Asheville Citizen-Times

June 8, 2003

Choice Books

Black Mountain College: Experiment in Art Edited by Vincent Katz
(MIT, 2002, reprinted 2013)

Review by Rob Neufeld

"Reading About Black Mountain College—Starting with the Arts"

 

Several fascinating books have been published over the years about Black Mountain College, the world-renowned, avant-garde institution that operated in this area from 1933 to 1956.  Vincent Katz's new volume, "Black Mountain College: Experiment in Art," should go to the top of our reading list on the subject.

Katz focuses on the creative foment at the college.  He illustrates the wealth of original work issued from a mix of adventurous artists engaged in an open-ended curriculum.  When learning about Black Mountain College, it's best to start with the arts, as Katz does.  That's where the thrill is.  Later, you might delve into the thornier aspects, such as educational philosophies, financial woes, and personal politics, documented in other studies.

Xanti Schawinsky, a set designer, wrote about his move there in 1936, (in lower case letters) "realizing that the atmosphere at black mountain was favorable to experimentation, I thought why not get at total experience?"  Josef Albers, Black Mountain College's leading force, had lured Schawinsky from his successful commercial art practice in Milan.  At the time, Schawinsky was feeling his creative life had slumbered since his days at the Bauhaus, Germany's modernist art school.

One of the most pleasing features of Katz's book is its perfect placement of color illustrations.  After the Schawinsky profile, for instance, you turn the page and encounter a full-page image of one of Schawinsky's most famous works, "Poster for Olivetti."  It's a stunning example of how the artist combined his client's needs with surrealism.  You see a black and white photo of a woman with tinted, red lips gazing past a color insert of an Olivetti typewriter framed on top by two surrealistically large fingers.

A commercial artist at Black Mountain College?  Katz corrects the common impression of the institution as a hotbed of purely abstract and random art.  Josef Albers, himself stereotyped as a geometricist, labored to hire instructors who represented a wide variety of art forms and techniques.  Regarding art-making, Albers said, "We do not begin with a theoretical introduction; we start directly with the material."

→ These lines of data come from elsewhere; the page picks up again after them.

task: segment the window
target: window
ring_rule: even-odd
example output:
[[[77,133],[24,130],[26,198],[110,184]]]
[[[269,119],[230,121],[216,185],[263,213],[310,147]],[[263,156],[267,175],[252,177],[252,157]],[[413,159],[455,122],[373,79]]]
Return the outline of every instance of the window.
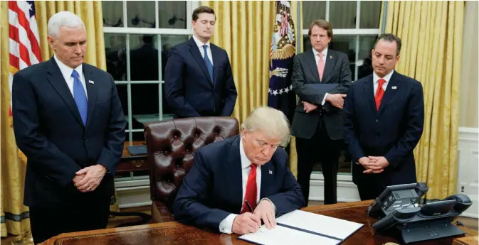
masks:
[[[127,141],[144,140],[145,123],[173,117],[165,101],[164,67],[169,49],[192,35],[197,6],[186,1],[102,2],[107,72],[128,121]],[[117,187],[147,186],[148,173],[124,173],[115,180]]]
[[[379,34],[381,4],[381,1],[302,1],[303,51],[312,48],[307,36],[311,23],[325,19],[333,27],[329,47],[347,55],[353,81],[369,75],[372,72],[371,49]],[[349,175],[351,166],[347,146],[343,143],[338,173]],[[313,171],[316,174],[321,171],[320,164],[316,164]]]
[[[142,141],[144,124],[171,119],[164,67],[169,49],[193,31],[197,1],[102,2],[107,72],[115,79],[128,121],[127,141]]]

Albers' wife, Anni Albers, was a master of materials, establishing a weaving workshop at the college and turning out a dizzyingly creative array of designs, mixed media works and found-art constructions.  The plates Katz presents of Anni Albers's artworks are inspiring.  They range from a necklace made of a sink drain and paper clips to a weaving that incorporates three fabrics to create ghostly mountains.  We are glad to add Anni Albers to our favorites.

Katz tells the tale of Black Mountain College through a chronological succession of encounters with the artists, musicians, dancers and writers who attended, taught at, or led summer sessions there.  Sure, this method appeals to the celebrity-minded of us (raise your hand if you are); but, more than that, it reminds us that many of these artists were down and out and desperate for creative outlets at that critical time in history.

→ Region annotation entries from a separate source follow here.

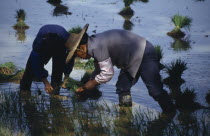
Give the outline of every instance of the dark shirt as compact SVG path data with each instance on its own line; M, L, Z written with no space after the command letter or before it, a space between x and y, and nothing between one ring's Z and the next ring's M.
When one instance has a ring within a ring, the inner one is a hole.
M63 52L66 53L64 44L68 37L69 33L59 25L44 25L40 28L33 42L33 49L30 55L32 60L32 70L38 80L48 76L48 72L44 69L44 65L51 57L53 57L53 55L55 55L52 53L53 50L57 52L57 55L63 55ZM55 40L57 40L56 44L53 43ZM71 60L69 64L65 64L65 75L70 74L73 65L73 60Z

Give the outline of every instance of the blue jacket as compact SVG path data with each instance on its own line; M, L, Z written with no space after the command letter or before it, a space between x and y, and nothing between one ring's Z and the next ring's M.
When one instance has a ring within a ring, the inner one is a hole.
M42 46L44 46L44 37L47 34L55 34L57 38L60 38L62 42L56 46L60 46L58 48L65 48L64 43L67 41L69 37L69 33L59 25L44 25L40 28L34 42L33 42L33 49L30 54L32 70L35 77L38 80L42 78L46 78L48 76L48 71L44 69L44 65L49 61L52 56L48 55L48 52L52 49L48 49L47 51L43 51ZM51 47L55 48L55 47ZM65 62L65 61L64 61ZM65 65L64 74L70 74L74 65L74 59L72 59L69 64Z

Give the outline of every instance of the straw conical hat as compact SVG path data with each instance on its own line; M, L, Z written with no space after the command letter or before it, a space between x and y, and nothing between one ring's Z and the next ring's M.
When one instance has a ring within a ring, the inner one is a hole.
M85 32L88 29L88 26L89 26L89 24L86 24L79 34L74 34L74 33L70 34L70 36L66 42L66 47L70 50L69 54L66 58L66 64L69 63L72 56L74 55L74 52L76 51L77 47L79 46L79 43L80 43L83 35L85 34Z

Sculptor Richard Lippold's account of his Black Mountain advent is representative.  He had recently married his wife, Louise, a dancer, and had heard from two of her colleagues, John Cage and Merce Cunningham, about "tales of wonder and delight from North Carolina."

Lippold wrote Josef Albers, "I have bought an old hearse which I hope will get us to Black Mountain whenever you wish us to come....  I have arranged our old car for sleeping, and in discussing the summer with John and Merce last night, including plans for the collaboration on an opera for the coming year, we agreed that they might lend us their plumbing at Black Mountain while we sleep in the car."

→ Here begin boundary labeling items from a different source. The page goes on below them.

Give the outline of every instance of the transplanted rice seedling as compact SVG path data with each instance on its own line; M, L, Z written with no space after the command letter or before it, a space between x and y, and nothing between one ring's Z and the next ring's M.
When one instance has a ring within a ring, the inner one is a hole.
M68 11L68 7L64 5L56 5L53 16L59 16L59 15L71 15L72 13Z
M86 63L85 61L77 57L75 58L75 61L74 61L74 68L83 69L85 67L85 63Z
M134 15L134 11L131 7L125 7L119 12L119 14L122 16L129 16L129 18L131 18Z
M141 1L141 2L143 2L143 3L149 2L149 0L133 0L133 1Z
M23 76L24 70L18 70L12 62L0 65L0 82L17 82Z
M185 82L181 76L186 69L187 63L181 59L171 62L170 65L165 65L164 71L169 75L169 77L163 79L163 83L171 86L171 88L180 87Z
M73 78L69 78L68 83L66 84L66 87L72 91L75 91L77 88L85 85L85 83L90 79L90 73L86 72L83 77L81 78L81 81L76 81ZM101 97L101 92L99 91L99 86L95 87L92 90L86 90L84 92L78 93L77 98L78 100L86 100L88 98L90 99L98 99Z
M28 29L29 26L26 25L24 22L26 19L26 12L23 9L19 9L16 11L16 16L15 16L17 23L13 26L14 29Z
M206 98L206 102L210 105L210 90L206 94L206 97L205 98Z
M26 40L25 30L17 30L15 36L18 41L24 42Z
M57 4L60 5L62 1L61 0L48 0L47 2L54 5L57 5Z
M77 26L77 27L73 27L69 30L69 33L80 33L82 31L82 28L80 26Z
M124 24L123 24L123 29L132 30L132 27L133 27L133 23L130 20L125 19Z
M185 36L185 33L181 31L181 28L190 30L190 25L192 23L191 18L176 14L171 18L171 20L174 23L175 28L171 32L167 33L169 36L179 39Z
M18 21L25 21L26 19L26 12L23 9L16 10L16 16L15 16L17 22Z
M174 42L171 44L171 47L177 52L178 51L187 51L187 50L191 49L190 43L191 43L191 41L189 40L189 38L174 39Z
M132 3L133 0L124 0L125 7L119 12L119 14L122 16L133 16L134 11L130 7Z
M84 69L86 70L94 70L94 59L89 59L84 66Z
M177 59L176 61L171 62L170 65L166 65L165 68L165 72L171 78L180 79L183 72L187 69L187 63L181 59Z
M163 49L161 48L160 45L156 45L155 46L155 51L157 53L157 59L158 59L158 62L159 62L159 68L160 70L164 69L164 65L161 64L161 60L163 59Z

I can picture a "West Wing" kind of drama based on a Black Mountain College-style campus.  I think the interest of such a drama would go beyond an art-loving audience.  I think the same is true of Katz's book, for he manages to portray, in his cavalcade of genius and self-communion, the aesthetic struggles in which the art world's emerging titans commonly engaged.

Ben Shahn criticizes Robert Motherwell for his retreat from social issues.  Motherwell, secure in his preoccupation with abstractions, criticizes certain abstractionists' quest for such qualities as a "pure red," saying that "any red is rooted in blood, glass, wine, hunter's caps and a thousand other concrete phenomena."  Black Mountain College becomes the window to a personal understanding of modern art.

To complete the script for a Black Mountain College TV drama, we would need the personal politics material -- more than is provided by Katz, who hardly pays heed to the issues that swirled around Josef Albers' departure in 1949, for instance.  Martin Duberman's 1972 history, "Black Mountain: An Exploration in Community," is loaded with inside scoops, but is not completely reliable, many alumni attest.

Mary Emma Harris's "The Arts at Black Mountain College" (1987) is a valuable history, but it is not as pure in its attention to the arts as is Katz's 235-page museum tour de force.  Within "Black Mountain College: Experiment in Art," Katz's chronicle is followed by essays by Martin Brody, Kevin Power, and Robert Creeley, which, though equally visual and informative, do not breathe as effortlessly and gracefully as Katz's major piece.  Katz gives us a show.